Den deutschen Namen kennen sie nicht? Wenn ich aber vom Mont Vully spreche, gibt es ein aha! Denn dorthin führte uns der Oberturner Martin Zimmermann am Sonntag, 18. August 2013 bei schönstem Wetter. Mit einem Car der Fa. Steiner Messen fuhren 28 MR Turner über Schnottwil – Lyss nach Kerzers, wo im Hotel Bären ein Kaffee und Gipfeli fällig war. Danach führte uns die Weiterfahrt nach Sugiez an den Nordostrand des Murtensee. Von dort aus wanderten 22 marschtüchtige Turner dem Ufer entlang bis nach Môtier, wo am Schiffssteg der Kiosk leer getrunken wurde, während die älteren Semester den Murtensee mit dem Car umfuhren. Erfrischt und gestärkt folgte die Weiterfahrt auf den Mont Vully zur Mittagsverpflegung in die “Ferme du Hibou“, zu deutsch “Eulenhof“ in Mure. Nach dem Apero im Garten, mit Sicht auf den Murtensee, folgte das Mittagessen im kühlen Speisesaal. Uns wurde eine Grillade bestehend aus 12 verschiedenen Sorten von Fleisch, also Fisch bis Würstchen und Rind bis Schwein garniert mit 15 verschiedenen Salaten vorgesetzt. Nicht gefehlt hat der Coupe Maison sowie Kaffe mit und ohne, nach dem Motto “Grillade wie es der Magen verträgt, Dessert was das Herz begehrt“, sogar abgerundet mit dem Gateau de Vully, dem legendären Nidlenkuchen. Wie ein Männerchor sangen wir das Turnerlied, die Töne kamen bei den vielen Gästen so gut an, dass wir noch ein Geburtstagsständchen vortrugen.  Gratisbier für alle war die Belohnung.

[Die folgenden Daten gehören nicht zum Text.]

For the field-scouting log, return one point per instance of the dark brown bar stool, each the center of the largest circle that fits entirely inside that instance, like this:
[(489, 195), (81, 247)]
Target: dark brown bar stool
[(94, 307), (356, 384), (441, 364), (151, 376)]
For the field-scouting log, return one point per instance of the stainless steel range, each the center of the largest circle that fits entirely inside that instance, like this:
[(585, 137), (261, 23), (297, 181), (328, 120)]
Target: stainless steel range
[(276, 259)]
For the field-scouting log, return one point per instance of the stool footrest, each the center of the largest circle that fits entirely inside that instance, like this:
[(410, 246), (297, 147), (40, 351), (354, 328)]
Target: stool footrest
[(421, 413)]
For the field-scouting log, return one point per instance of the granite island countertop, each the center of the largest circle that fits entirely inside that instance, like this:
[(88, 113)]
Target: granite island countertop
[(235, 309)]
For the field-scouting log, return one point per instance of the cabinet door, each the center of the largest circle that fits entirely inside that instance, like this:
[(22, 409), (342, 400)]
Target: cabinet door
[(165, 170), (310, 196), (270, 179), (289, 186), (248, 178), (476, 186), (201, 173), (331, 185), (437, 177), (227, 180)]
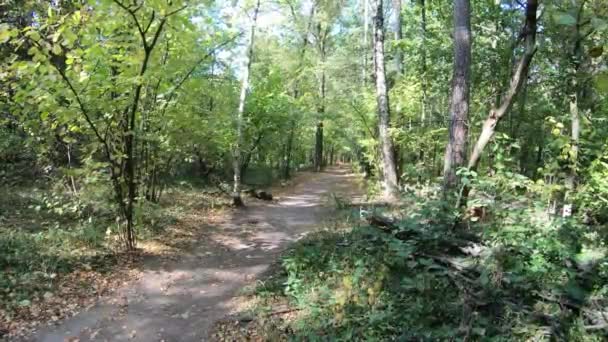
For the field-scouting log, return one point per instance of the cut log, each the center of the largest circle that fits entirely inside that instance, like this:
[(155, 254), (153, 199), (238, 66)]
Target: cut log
[(262, 195)]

Nach der feudalen Mittagsverpflegung begaben wir uns auf die Spuren des geschichtsträchtigen Mont Vully, ein Hügelzug zwischen dem Bieler- Murten- und Neuenburgersee, eingekreist von den Kantonen Bern, Waadt, Freiburg und Neuenburg. Das beliebte Ausflugsziel ist am höchsten Punkt 653 müM. Bekannt ist er auch für seine einzigartige Sicht auf die Alpen und den Jura, die drei umgebenden Seen und aufgrund seiner Rebberge und Weine. Der Wistenlacherberg beherbergt zudem ein reiches historisches Erbe. Sein flacher Rücken diente bis ca. Anno 58 v.Ch. den keltischen Helvetier als Bleibe. Im Ersten Weltkrieg wurden im Rahmen der Fortifikation Murtens zahlreiche Bunker und Stollen im weichen Molassenstein, der den Hügel aufbaut, errichtet. Etwas unterhalb des Hügels befinden sich die Sandsteinhöhlen, die die Schweizer Armee während des Ersten und Zweiten Weltkrieges nutze.

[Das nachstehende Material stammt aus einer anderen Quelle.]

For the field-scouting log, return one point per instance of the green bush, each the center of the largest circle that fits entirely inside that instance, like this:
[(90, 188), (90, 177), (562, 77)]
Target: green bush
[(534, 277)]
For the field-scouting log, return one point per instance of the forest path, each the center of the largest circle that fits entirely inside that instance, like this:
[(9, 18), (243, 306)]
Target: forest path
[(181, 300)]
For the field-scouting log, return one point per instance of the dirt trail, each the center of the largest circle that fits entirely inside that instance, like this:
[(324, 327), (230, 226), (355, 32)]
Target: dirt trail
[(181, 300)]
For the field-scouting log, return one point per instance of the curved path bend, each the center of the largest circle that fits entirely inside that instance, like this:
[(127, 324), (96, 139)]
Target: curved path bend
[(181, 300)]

Und dieser Hügelzug wurde von marschtüchtigen Turnernerklommen, während dem die älteren die Strecke als Carbegleiter nutzten. Im “Hotel de Vully“ trafen wir uns wieder zum kühlen Umtrunk. Vom höchsten Punkt aus genossen wir nochmals die Aussicht auf das Mittelland, die Seen und Berge, bevor wir vor dem aufziehenden Sommergewitter zur Heimfahrt starteten. Beinahe hätte die Fahrt in Witzwil geendet, doch der Reiseleiter hatte die Strecke vollends im Griff. Über Gampelen – Ins – Hagneck – Nidau – Schnottwil fuhren wir nach Programm wieder nach Lüterkofen zurück.

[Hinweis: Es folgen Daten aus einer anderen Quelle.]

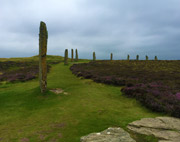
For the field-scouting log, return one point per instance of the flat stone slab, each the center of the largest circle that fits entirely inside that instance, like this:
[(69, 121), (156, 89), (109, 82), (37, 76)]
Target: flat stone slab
[(58, 91), (108, 135), (166, 129)]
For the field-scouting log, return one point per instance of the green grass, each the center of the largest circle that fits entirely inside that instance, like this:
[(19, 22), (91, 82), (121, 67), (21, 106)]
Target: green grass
[(89, 107)]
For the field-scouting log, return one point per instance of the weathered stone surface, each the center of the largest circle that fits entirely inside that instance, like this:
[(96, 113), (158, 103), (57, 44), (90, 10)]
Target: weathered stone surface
[(43, 36), (72, 55), (167, 129), (66, 57), (76, 55), (94, 56), (108, 135), (57, 91)]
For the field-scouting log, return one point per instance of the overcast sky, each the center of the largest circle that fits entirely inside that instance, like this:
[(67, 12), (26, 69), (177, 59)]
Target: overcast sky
[(144, 27)]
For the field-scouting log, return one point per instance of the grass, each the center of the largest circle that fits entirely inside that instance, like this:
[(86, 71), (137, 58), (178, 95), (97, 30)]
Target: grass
[(28, 115)]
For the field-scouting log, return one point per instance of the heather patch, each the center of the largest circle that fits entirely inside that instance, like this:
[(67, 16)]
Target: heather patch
[(156, 84), (12, 71)]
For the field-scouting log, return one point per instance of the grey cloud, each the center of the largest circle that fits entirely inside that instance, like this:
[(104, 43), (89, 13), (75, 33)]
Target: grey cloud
[(119, 26)]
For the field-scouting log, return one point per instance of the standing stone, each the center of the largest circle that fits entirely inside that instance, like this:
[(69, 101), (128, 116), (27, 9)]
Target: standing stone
[(76, 55), (111, 56), (155, 58), (43, 36), (137, 57), (66, 57), (94, 56), (72, 55), (128, 57)]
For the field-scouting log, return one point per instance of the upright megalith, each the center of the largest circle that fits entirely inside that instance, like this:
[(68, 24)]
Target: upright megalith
[(66, 57), (128, 57), (72, 55), (94, 56), (137, 57), (111, 58), (76, 55), (155, 58), (43, 36)]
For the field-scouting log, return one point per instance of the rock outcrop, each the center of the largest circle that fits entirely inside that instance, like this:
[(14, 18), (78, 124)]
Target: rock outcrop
[(108, 135)]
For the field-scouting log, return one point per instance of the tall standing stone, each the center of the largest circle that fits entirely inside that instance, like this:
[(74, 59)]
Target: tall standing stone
[(72, 55), (155, 58), (94, 56), (43, 36), (76, 55), (111, 56), (66, 57), (137, 57), (128, 57)]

Ein grosser Dank gebührt unserem Reiseleiter, Oberturner Martin Zimmermann, der es erneut verstand, eine Turnfahrt ohne Wenn und Aber zu organisieren. Und den Apero vor dem Mittagessen sponserte er obendrein. Leider mussten sich kurzfristig 2 MR Turner abmelden. Wegen Krankheit fehlte Strausak Erwin, der es sich aber nicht nehmen liess, der Riege den Kaffeehalt zu offerieren. Peter Ingold fehlte aus dringendem Anlass. Er hat aber als folge seines 60sten Geburtstages vom 19. August 2013 der Kasse zuhanden der Turnfahrt einen namhaften Betrag zufliessen lassen. Diesen 3 Männerturnern gebührt ein grosses Dankeschön. Und wenn ich nun ich Nachhinein die schriftliche Einladung zu dieser Turnfahrt lese, dann haben wirklich diejenigen etwas verpasst, die nicht dabei waren.